Secondly (and less interesting to most people), the “navigation bar” on the site of each page is now implemented as a database-driven ASP.NET web control, written by yours truly. With CityDesk‘s habit of mangling my HTML tags, editing the navigation bar was just getting impossible. Now, though, I can just modify the database and the changes show-up automatically. The control does custom data caching, so, although there’s a slight delay on the first page view, it seems pretty snappy after that. Anyway, enjoy!
Eric Sink
I found Eric Sink’s really excellent software/business blog during the week, via a pointer from Brad Wilson’s blog. He’s written a huge amount of good, insightful stuff – check out the feature index. I particularly liked his words on positioning and the browser wars. There’s a strange co-incidence too: at around the time that I found his site, I’d been researching a product called SourceOffSite. It turns out that Eric owns and runs the company, SourceGear, that produces it. Weird. Anyway, check-out his blog.
Pointers
Heh heh heh… this is good.

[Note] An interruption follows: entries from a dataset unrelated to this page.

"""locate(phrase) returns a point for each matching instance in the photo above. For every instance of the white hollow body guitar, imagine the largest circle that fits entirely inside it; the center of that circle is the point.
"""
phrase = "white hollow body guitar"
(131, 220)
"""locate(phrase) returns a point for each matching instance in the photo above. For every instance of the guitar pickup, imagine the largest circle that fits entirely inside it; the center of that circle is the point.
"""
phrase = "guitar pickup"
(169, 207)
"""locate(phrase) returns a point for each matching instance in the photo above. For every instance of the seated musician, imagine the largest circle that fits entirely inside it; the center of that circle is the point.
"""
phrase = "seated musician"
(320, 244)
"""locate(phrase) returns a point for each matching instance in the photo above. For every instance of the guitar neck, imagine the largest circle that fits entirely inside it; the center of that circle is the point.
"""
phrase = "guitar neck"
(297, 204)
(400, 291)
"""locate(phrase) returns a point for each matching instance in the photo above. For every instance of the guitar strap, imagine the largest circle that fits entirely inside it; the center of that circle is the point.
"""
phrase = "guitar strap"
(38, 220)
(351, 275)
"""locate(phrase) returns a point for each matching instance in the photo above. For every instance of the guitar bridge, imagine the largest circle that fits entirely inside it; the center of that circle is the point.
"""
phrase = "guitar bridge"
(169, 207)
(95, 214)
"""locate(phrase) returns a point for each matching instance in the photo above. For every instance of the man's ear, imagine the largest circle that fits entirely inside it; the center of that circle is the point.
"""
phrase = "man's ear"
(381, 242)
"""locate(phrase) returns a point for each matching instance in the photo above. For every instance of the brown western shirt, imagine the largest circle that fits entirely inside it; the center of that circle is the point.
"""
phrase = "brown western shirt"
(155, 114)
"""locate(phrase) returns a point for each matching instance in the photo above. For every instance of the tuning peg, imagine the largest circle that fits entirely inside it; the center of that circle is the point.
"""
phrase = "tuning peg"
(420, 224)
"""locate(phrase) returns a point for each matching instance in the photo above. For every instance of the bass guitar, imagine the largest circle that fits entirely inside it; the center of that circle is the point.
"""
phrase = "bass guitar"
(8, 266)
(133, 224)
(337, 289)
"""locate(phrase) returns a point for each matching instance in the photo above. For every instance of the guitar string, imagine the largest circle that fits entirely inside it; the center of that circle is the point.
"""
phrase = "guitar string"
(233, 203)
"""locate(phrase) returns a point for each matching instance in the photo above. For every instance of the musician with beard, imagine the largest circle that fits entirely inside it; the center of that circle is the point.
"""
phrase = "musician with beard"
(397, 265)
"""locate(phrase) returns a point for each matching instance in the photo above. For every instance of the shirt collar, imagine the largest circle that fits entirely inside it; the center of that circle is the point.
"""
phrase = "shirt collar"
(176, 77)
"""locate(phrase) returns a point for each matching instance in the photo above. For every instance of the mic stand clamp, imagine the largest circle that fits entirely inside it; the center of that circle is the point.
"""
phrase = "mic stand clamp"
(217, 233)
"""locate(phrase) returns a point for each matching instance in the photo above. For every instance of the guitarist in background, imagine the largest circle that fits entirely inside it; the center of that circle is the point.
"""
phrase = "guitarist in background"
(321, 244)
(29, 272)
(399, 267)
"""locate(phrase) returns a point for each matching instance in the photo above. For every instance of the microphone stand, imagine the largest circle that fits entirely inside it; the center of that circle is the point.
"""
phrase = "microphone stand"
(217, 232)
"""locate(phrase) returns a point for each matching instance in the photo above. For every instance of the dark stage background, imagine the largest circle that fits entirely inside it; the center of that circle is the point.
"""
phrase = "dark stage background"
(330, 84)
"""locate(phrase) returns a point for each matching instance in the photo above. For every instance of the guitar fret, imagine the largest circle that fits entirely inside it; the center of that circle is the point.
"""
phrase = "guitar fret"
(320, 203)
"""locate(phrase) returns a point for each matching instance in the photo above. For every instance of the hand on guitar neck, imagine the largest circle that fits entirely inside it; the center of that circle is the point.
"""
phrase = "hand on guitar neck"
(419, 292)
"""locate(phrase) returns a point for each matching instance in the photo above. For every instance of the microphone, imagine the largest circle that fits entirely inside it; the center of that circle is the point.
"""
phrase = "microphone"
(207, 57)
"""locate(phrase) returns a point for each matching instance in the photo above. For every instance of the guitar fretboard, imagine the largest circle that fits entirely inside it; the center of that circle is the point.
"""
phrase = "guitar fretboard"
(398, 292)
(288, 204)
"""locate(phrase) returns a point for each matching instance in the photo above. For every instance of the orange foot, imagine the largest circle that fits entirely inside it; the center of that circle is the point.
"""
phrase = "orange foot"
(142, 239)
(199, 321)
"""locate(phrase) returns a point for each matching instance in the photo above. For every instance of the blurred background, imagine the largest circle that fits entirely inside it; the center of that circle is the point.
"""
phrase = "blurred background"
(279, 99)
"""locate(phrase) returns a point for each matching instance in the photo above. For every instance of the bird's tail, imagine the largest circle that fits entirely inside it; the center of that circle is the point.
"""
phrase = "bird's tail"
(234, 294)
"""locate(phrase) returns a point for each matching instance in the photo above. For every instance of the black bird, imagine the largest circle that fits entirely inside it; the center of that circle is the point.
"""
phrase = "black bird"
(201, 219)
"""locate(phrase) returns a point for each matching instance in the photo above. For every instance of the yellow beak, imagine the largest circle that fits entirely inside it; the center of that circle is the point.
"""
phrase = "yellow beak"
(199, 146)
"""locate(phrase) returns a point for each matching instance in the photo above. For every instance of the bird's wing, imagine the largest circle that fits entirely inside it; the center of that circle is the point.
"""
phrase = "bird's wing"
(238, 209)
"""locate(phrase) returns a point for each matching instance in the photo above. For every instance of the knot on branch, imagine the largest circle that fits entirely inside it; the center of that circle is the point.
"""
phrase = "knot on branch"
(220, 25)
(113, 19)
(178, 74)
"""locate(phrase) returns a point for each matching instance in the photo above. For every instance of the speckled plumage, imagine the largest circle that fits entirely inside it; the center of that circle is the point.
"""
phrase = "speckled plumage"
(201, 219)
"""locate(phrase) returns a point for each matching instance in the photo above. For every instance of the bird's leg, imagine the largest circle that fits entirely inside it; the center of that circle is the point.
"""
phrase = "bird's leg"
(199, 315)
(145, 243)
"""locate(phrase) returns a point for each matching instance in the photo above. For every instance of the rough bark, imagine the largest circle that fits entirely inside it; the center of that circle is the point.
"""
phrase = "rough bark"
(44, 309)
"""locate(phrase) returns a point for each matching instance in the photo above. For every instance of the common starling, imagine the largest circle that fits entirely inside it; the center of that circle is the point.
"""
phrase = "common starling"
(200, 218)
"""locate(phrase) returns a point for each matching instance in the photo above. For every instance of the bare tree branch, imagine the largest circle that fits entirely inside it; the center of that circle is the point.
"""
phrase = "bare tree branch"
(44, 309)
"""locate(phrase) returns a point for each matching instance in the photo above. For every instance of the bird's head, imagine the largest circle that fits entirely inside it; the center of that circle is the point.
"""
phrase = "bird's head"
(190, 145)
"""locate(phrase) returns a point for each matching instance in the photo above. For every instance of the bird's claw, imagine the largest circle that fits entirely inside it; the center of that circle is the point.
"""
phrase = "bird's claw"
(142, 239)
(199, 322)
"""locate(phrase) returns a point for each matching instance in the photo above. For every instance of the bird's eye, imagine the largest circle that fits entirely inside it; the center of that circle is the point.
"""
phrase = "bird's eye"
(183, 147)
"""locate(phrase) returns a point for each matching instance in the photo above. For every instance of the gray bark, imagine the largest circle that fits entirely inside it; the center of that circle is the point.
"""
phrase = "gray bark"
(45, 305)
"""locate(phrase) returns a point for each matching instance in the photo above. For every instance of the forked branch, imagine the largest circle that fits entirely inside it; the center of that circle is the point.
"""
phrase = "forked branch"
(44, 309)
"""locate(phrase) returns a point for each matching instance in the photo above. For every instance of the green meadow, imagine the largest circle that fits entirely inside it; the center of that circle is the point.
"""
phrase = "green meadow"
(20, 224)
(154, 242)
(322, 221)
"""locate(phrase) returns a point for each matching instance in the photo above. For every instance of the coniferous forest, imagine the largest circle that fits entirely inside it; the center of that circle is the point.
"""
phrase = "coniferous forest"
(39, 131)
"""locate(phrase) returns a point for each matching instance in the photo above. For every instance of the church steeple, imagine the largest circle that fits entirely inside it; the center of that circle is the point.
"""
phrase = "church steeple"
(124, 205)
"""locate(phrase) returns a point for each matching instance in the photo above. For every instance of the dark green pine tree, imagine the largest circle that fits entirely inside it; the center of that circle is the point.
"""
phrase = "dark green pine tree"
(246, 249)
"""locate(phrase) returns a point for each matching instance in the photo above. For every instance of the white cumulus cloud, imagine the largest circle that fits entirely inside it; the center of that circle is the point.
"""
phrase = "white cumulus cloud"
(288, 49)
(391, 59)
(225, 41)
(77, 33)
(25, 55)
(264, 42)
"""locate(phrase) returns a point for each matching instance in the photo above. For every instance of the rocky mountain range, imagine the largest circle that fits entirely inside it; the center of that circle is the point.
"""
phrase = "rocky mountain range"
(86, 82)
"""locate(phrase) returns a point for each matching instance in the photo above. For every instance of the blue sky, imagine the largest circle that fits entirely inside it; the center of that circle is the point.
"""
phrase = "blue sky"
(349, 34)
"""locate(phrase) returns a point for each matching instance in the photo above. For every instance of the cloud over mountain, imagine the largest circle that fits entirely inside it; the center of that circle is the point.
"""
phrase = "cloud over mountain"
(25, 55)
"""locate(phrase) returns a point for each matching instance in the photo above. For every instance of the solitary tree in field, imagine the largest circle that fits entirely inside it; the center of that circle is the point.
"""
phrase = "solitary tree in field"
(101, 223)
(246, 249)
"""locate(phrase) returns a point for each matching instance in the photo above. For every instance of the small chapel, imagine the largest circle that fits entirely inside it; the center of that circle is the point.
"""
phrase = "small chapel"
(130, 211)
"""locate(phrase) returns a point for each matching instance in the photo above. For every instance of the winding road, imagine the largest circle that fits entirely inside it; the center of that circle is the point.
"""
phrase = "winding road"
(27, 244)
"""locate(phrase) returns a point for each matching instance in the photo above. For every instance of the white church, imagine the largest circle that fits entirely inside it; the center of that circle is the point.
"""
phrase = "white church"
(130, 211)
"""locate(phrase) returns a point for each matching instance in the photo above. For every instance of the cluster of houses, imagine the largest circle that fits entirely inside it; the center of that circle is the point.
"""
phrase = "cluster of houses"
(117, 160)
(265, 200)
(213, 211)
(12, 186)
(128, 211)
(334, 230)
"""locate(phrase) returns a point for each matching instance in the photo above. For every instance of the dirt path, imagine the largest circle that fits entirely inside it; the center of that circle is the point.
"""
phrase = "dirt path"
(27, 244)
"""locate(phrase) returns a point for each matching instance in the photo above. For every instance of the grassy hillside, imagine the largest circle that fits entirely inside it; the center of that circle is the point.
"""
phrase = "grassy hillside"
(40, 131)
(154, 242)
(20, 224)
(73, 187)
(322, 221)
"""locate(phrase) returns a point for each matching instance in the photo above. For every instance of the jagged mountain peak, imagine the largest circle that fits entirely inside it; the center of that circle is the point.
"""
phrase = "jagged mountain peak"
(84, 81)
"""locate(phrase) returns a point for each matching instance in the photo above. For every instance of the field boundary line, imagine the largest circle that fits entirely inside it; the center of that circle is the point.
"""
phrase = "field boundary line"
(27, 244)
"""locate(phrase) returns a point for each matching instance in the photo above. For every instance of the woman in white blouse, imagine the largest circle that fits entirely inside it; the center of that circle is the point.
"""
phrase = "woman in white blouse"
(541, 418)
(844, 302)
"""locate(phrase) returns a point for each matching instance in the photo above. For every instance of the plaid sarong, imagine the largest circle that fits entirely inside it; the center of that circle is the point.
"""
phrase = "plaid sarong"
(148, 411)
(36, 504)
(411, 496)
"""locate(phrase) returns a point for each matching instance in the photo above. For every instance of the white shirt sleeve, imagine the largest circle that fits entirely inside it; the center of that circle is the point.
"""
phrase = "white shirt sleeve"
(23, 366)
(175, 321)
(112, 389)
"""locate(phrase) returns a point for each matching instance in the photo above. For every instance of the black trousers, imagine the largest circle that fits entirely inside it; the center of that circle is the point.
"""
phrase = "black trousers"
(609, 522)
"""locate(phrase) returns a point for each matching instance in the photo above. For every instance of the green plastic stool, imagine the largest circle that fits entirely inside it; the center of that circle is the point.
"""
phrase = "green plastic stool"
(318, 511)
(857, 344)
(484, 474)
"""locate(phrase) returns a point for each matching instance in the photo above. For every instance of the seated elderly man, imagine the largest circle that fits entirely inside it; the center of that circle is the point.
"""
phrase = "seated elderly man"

Fill in a form to describe how you’d like Julie Burchill to meet her end, hit the button, and you get a mock BBC news page reporting the story. As well as being quite nice for us Grauniad readers, its also quite clever. Somehow, it grabs the current front page from the BBC’s site, snips out the top story, and inserts the fake one. I wonder what will happen when the beeb’s lawyers find out about this? #
Cyveillance – a slightly creepy-sounding e-business intelligence outfit. “Minding your business on the net” indeed.
Ageism
The BBC has a sad article on people in their mid-thirties being affected by ageism. Its the usual story: employers don’t want to employ an experienced, thirtysomething worker when they can get a fresh graduate for much less, and expect them to work stupidly long hours too. You hear about this a lot in the software business.
Why do the suits do this? As a developer, I’m much, much more effective and productive than a twenty-one year old straight off a CompSci degree course. And that’s largely because I’ve been in this industry for twelve years and have acquired some degree of experience. The kind of experience that (hopefully!) prevents projects from turning into disasters. Yes, some people slow down and loose interest as they get older, and you do not want even one such person on a development team. And yes, younger and fresher team members can stop the others from becoming complacent. But surely its obvious that you need experienced people too. Maybe the problem is young, fast-track-promotion managers who only want people younger than them on their team.
I don’t think I’ve ever been a victim of ageism, but how would I know if I had?